Filtering and policing VXLAN traffic

You can filter and police VXLAN traffic in the following ways: 

• Per-VXLAN network identifier (VNI) filtering and policing-You can create a firewall filter that matches the VNI of a VXLAN segment. To rate-limit traffic for the VXLAN segment, you can specify policer as the action in the firewall filter. To rate-limit traffic exiting the VXLAN segment, you must apply the filter to the input traffic for the VXLAN. To rate-limit traffic entering the VXLAN segment, you must apply the filter to the output traffic for the VXLAN.

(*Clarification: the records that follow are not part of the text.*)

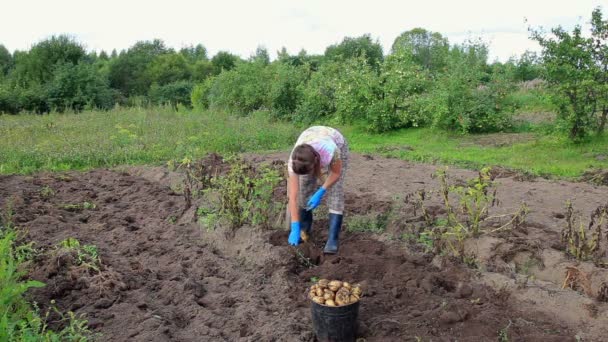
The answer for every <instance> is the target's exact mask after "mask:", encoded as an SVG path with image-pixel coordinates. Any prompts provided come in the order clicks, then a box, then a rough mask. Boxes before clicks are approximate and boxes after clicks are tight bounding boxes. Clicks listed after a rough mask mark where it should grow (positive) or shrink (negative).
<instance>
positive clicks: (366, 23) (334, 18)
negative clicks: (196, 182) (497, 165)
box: [0, 0, 608, 61]
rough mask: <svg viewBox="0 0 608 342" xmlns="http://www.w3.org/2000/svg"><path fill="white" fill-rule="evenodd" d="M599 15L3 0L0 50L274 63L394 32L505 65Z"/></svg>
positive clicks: (237, 0)
mask: <svg viewBox="0 0 608 342" xmlns="http://www.w3.org/2000/svg"><path fill="white" fill-rule="evenodd" d="M598 6H600V7H602V9H603V13H604V16H608V0H511V1H506V0H483V1H482V0H459V1H453V0H444V1H438V0H418V1H407V0H401V1H397V0H373V1H356V0H350V1H343V0H305V1H290V0H215V1H203V0H198V1H196V0H165V1H154V0H147V1H140V0H105V1H92V0H52V1H51V0H39V1H33V0H0V8H1V12H0V13H1V15H0V44H3V45H4V46H6V47H7V48H8V49H9V50H10V51H14V50H16V49H17V50H27V49H29V48H30V47H31V46H32V45H33V44H35V43H36V42H38V41H40V40H42V39H45V38H47V37H49V36H51V35H53V34H70V35H72V36H74V37H75V38H76V39H77V40H78V41H79V42H81V43H83V44H84V45H85V46H86V47H87V49H89V50H97V51H100V50H102V49H103V50H106V51H111V50H112V49H113V48H116V49H117V50H121V49H126V48H128V47H130V46H131V45H133V44H134V43H135V42H137V41H139V40H149V39H154V38H160V39H162V40H163V41H164V42H165V43H166V44H167V45H168V46H169V47H173V48H180V47H182V46H186V45H196V44H198V43H202V44H203V45H204V46H205V47H206V48H207V50H208V52H209V55H213V54H215V53H216V52H217V51H220V50H228V51H230V52H232V53H236V54H238V55H240V56H241V57H249V56H250V55H251V54H252V53H253V52H254V51H255V49H256V47H257V46H264V47H266V48H267V49H268V51H269V52H270V54H271V57H272V58H274V57H275V56H276V51H277V50H279V49H280V48H281V47H282V46H285V47H286V48H287V50H288V51H289V52H290V53H292V54H295V53H297V52H298V51H299V50H300V49H305V50H306V51H308V52H309V53H323V52H324V51H325V48H326V47H327V46H328V45H331V44H334V43H337V42H340V41H341V40H342V39H343V38H344V37H346V36H350V37H355V36H360V35H362V34H365V33H369V34H371V36H372V37H373V38H374V39H378V40H379V41H380V43H381V44H382V46H383V47H384V52H385V53H388V52H389V50H390V46H391V44H392V42H393V40H394V39H395V37H397V36H398V35H399V34H400V33H402V32H403V31H407V30H411V29H412V28H415V27H423V28H426V29H427V30H431V31H436V32H439V33H441V34H443V35H444V36H446V37H447V38H448V39H449V41H450V43H458V42H462V41H463V40H464V39H466V38H467V37H482V38H483V39H484V40H485V41H487V42H488V43H489V44H490V58H491V60H494V59H498V60H500V61H505V60H506V59H508V58H509V57H510V56H512V55H519V54H521V53H522V52H524V51H525V50H526V49H529V50H537V49H538V47H537V45H536V44H535V43H534V42H532V41H531V40H529V39H528V32H527V27H528V26H529V25H531V26H533V27H540V26H543V27H546V28H550V27H554V26H557V25H562V26H564V27H567V28H571V27H573V25H575V24H577V23H580V24H583V25H584V24H585V23H586V22H588V21H589V18H590V15H591V11H592V10H593V9H594V8H595V7H598ZM526 18H527V20H528V23H527V24H526V23H525V21H524V20H525V19H526Z"/></svg>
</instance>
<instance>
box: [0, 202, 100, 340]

•  Per-virtual tunneling endpoint (VTEP) filtering and policing-To perform per-VTEP filtering, you create a firewall filter with one or more match conditions. In addition, you can create a dynamic profile for each dynamically created VTEP interface to filter input or output traffic. You can also create a default profile for interfaces that are not included in a dynamic profile. For the packets that match the per-VTEP filter, you can rate-limit the traffic for a dynamically created VTEP interface by specifying policer as the action in the firewall filter. 
• Filtering and policing based on outer header-You can create a firewall filter that matches the outer IP and UDP header contents of a VXLAN packet. When configuring this firewall filter, you must specify family inet and apply the filter to an interface on which VXLAN packets enter or exit. For the packets that match the filter, you can rate-limit traffic for the interface by specifying policer as the action in the firewall filter.